Liputan

Presiden Baru Zimbabwe Umumkan Pemberian Amnesti

BTN iklan

HARARE, (LEI) – Presiden baru Zimbabwe, Emmerson Mnangagwa mengumumkan pemberian amnesti atau pengampunan terhadap pengembalian dana yang secara ilegal disimpan di luar negeri. Program amnesti ini rencananya akan berlangsung selama 3 bulan lamanya baik itu ditujukan untuk individu perorangan atau perusahaan.

Pemerintah Zimbabwe memastikan akan menangkap dan mengadili mereka yang tak mengikuti program amnesti tersebut. Kebijakan ini diketahui merupakan bagian dari program pemberantasan korupsi yang dicanangkan Presiden Mnangagwa. Mnangagwa bersumpah untuk memberantas praktek korupsi yang telah menjadi endemik di bawah pemerintahan Mantan Presiden Robert Mugabe yang berlangsung selama 37 tahun.

“Mereka yang menyimpan dana di luar negeri didorong untuk memanfaatkan moratorium tiga bulan ini untuk mengembalikan dan dan aset tersebut. Hal ini harus dilakukan untuk menghindari rasa sakit dan kebencian,” ujar Mnangagwa sebagaimana dikutip dari Reuters, Rabu (29/11/2017).

Sang Presiden baru Zimbabwe menghadapi banyak tekanan terutama terkait masalah ekonomi negara yang bobrok. Di hadapan Kepala Kementerian Zimbabwe, Mnangagwa menyatakan, bahwa ia akan menyusun sebuah pemerintahan “lebih ramping” dengan menggabungkan beberapa departemen guna meningkatkan efisiensi.

Kritikus Zimbabwe menyebut, dana layanan sipil telah membengkak dan menghabiskan sekitar 90% anggaran nasional.

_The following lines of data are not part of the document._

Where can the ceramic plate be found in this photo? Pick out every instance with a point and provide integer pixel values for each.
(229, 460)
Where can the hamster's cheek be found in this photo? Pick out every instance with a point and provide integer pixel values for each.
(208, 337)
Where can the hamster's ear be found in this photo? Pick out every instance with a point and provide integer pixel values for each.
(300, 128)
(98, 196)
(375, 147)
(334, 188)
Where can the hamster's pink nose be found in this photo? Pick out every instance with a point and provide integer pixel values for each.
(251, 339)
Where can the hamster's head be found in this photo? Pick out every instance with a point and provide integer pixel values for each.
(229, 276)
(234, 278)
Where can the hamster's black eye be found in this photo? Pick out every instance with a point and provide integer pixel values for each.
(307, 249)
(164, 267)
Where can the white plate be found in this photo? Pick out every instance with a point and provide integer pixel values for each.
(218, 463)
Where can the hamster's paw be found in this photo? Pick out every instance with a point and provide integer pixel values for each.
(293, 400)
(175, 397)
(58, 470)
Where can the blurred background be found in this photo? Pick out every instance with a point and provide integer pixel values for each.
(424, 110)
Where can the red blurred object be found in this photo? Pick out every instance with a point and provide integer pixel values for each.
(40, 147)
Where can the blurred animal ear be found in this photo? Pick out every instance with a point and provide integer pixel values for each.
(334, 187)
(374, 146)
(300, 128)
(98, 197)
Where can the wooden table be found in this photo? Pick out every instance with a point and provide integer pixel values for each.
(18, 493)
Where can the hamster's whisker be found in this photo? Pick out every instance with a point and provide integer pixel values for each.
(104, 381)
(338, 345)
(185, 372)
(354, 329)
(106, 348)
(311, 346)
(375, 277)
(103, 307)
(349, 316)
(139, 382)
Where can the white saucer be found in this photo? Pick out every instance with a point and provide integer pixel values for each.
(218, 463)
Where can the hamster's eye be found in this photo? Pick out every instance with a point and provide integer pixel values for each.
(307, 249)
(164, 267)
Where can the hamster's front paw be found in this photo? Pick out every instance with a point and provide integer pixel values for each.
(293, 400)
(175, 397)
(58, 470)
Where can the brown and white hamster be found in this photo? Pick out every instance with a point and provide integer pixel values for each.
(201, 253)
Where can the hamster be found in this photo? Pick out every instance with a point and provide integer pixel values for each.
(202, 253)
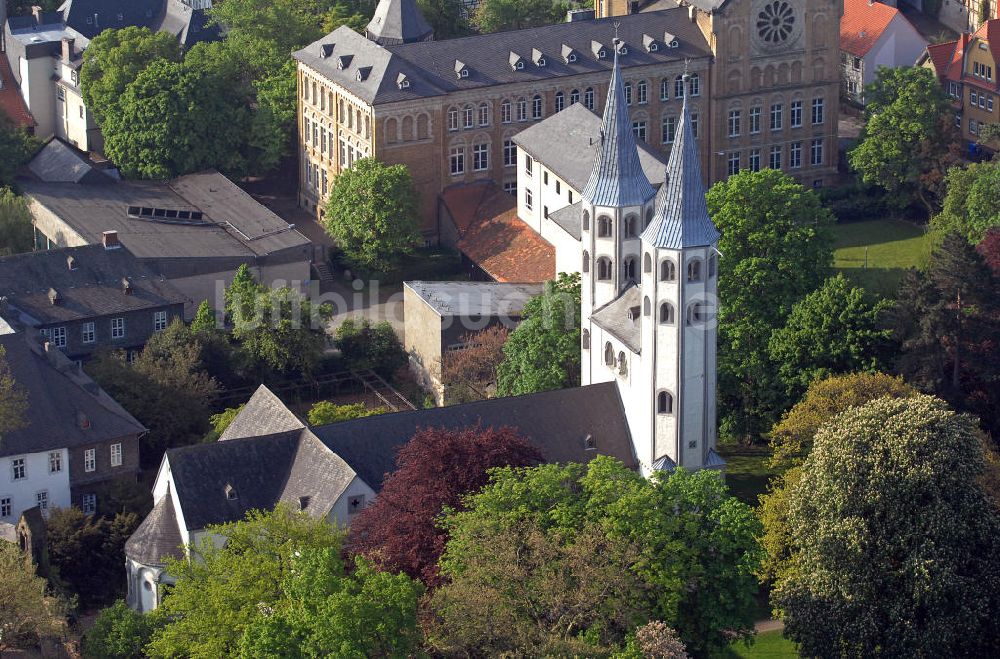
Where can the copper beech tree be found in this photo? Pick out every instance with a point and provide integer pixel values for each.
(435, 469)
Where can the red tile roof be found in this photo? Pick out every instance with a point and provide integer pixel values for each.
(11, 102)
(493, 237)
(862, 25)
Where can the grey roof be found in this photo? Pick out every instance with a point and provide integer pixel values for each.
(475, 298)
(557, 422)
(617, 178)
(681, 216)
(158, 536)
(263, 471)
(92, 288)
(58, 162)
(429, 66)
(263, 414)
(398, 21)
(569, 219)
(566, 143)
(65, 407)
(620, 317)
(234, 225)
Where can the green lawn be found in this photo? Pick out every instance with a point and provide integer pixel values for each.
(893, 246)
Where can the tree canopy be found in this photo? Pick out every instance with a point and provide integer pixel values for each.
(372, 214)
(434, 470)
(778, 246)
(894, 556)
(543, 352)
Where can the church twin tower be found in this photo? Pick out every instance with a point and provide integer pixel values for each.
(649, 299)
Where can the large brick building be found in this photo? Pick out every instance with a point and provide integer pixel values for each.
(760, 96)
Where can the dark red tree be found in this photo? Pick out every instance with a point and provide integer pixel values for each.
(399, 531)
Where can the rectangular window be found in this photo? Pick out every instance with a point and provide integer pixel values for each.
(819, 111)
(639, 130)
(481, 157)
(734, 163)
(816, 150)
(795, 154)
(457, 160)
(776, 116)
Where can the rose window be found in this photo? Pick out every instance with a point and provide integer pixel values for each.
(775, 22)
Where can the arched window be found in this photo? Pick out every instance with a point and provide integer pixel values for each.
(667, 313)
(604, 269)
(668, 271)
(631, 227)
(664, 403)
(694, 270)
(629, 268)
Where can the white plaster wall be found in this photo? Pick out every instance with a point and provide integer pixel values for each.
(37, 478)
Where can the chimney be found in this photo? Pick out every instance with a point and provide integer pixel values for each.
(68, 43)
(110, 240)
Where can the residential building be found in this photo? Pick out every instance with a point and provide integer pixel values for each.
(440, 316)
(968, 70)
(76, 439)
(873, 34)
(195, 230)
(84, 299)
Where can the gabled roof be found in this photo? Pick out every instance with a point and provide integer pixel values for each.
(681, 216)
(863, 24)
(398, 21)
(617, 178)
(65, 407)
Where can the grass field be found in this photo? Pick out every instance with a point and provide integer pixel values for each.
(894, 246)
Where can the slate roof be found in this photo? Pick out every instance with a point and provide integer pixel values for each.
(614, 318)
(60, 398)
(557, 422)
(430, 66)
(681, 216)
(474, 298)
(262, 471)
(565, 143)
(617, 178)
(158, 536)
(263, 414)
(398, 21)
(59, 162)
(234, 224)
(93, 288)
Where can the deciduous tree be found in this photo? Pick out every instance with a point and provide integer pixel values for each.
(894, 556)
(543, 352)
(434, 470)
(372, 214)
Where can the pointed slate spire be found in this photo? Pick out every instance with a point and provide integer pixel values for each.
(681, 216)
(617, 178)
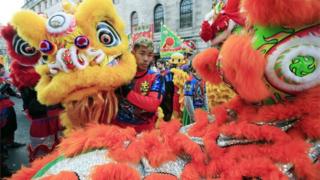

Mnangagwa berjanji untuk membangun kembali ekonomi dan memperbaiki mata pencaharian warga Zimbabwe.

“Pemerintahan saya tidak akan memiliki toleransi terhadap kemacetan birokrasi yang menghambat layanan kepada warga, investor atau pemangku kepentingan lainnya,” tegas Mnangagwa.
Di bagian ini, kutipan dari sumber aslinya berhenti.